À Kiel, comme ailleurs, il faut bien qu’une journée se passe. À
force de nous promener sur les rivages verdoyants de la baie au
fond de laquelle s’élève la petite ville, de parcourir les bois
touffus qui lui donnent l’apparence d’un nid dans un faisceau de
branches, d’admirer les villas pourvues chacune de leur petite
maison de bain froid, enfin de courir et de maugréer, nous
atteignîmes dix heures du soir.
Les tourbillons de la fumée de l’Ellenora se
développaient dans le ciel ; le pont tremblotait sous les
frissonnements de la chaudière ; nous étions à bord et
propriétaires de deux couchettes étagées dans l’unique chambre du
bateau.
À dix heures un quart les amarres furent larguées, et le steamer
fila rapidement sur les sombres eaux du Grand Belt.
La nuit était noire ; il y avait belle brise et forte
mer ; quelques feux de la côte apparurent dans les
ténèbres ; plus tard, je ne sais, un phare à éclats étincela
au-dessus des flots ; ce fut tout ce qui resta dans mon
souvenir de cette première traversée.
À sept heures du matin nous débarquions à Korsor, petite ville
située sur la côte occidentale du Seeland. Là nous sautions du
bateau dans un nouveau chemin de fer qui nous emportait à travers
un pays non moins plat que les campagnes du Holstein.

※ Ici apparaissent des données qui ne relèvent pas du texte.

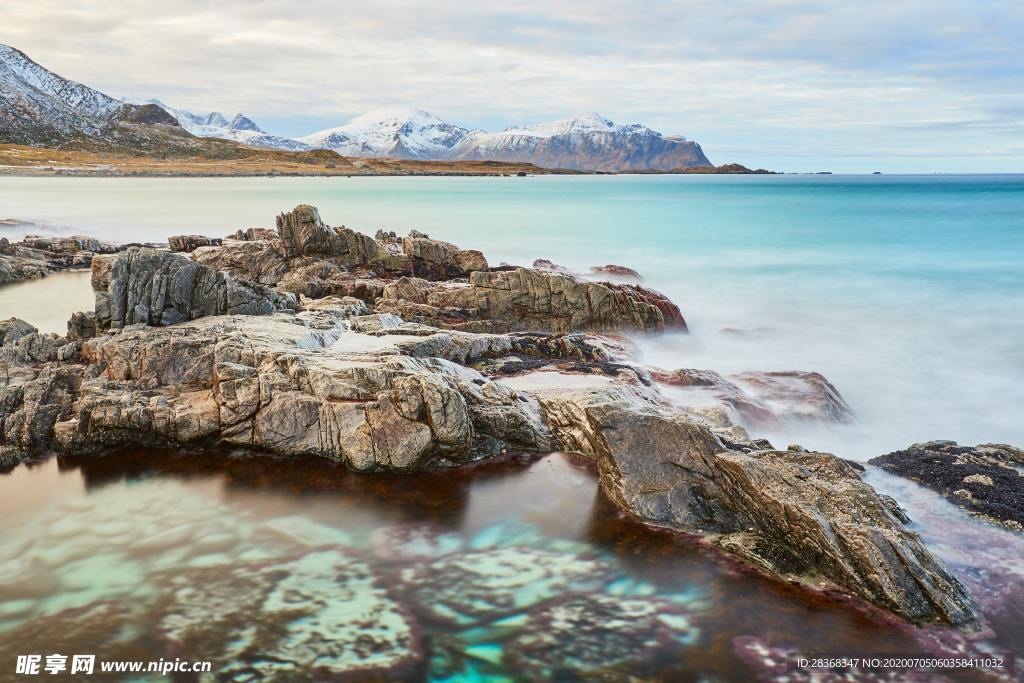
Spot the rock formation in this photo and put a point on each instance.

C’était encore trois heures de voyage avant d’atteindre la
capitale du Danemark. Mon oncle n’avait pas fermé l’œil de la nuit.
Dans son impatience, je crois qu’il poussait le wagon avec ses
pieds.
Enfin il aperçut une échappée de mer.
« Le Sund ! » s’écria-t-il.
Il y avait sur notre gauche une vaste construction qui
ressemblait à un hôpital.
« C’est une maison de fous, dit un de nos compagnons de voyage.
»
« Bon, pensai-je, voilà un établissement où nous devrions finir
nos jours ! Et, si grand qu’il fût, cet hôpital serait encore
trop petit pour contenir toute la folie du professeur
Lidenbrock ! »
Enfin, à dix heures du matin, nous prenions pied à
Copenhague ; les bagages furent chargés sur une voiture et
conduits avec nous à l’hôtel du Phœnix dans Bred-Gade. Ce fut
l’affaire d’une demi-heure, car la gare est située en dehors de la
ville. Puis mon oncle, faisant une toilette sommaire, m’entraîna à
sa suite. Le portier de l’hôtel parlait l’allemand et
l’anglais ; mais le professeur, en sa qualité de polyglotte,
l’interrogea en bon danois, et ce fut en bon danois que ce
personnage lui indiqua la situation du Muséum des Antiquités du
Nord.
Le directeur de ce curieux établissement, où sont entassées des
merveilles qui permettraient de reconstruire l’histoire du pays
avec ses vieilles armes de pierre, ses hanaps et ses bijoux, était
un savant, l’ami du consul de Hambourg, M. le professeur
Thomson.
Mon oncle avait pour lui une chaude lettre de recommandation. En
général, un savant en reçoit assez mal un autre. Mais ici ce fut
tout autrement. M. Thomson, en homme serviable, fit un cordial
accueil au professeur Lidenbrock, et même à son neveu. Dire que
notre secret fut gardé vis-à-vis de l’excellent directeur du
Muséum, c’est à peine nécessaire. Nous voulions tout bonnement
visiter l’Islande en amateurs désintéressés.
M. Thomson se mit entièrement à notre disposition, et nous
courûmes les quais afin de chercher un navire en partance.
J’espérais que les moyens de transport manqueraient
absolument ; mais il n’en fut rien. Une petite goélette
danoise, la Valkyrie, devait mettre à la voile le 2 juin
pour Reykjawik. Le capitaine, M. Bjarne, se trouvait à bord ;
son futur passager, dans sa joie, lui serra les mains à les briser.
Ce brave homme fut un peu étonné d’une pareille étreinte.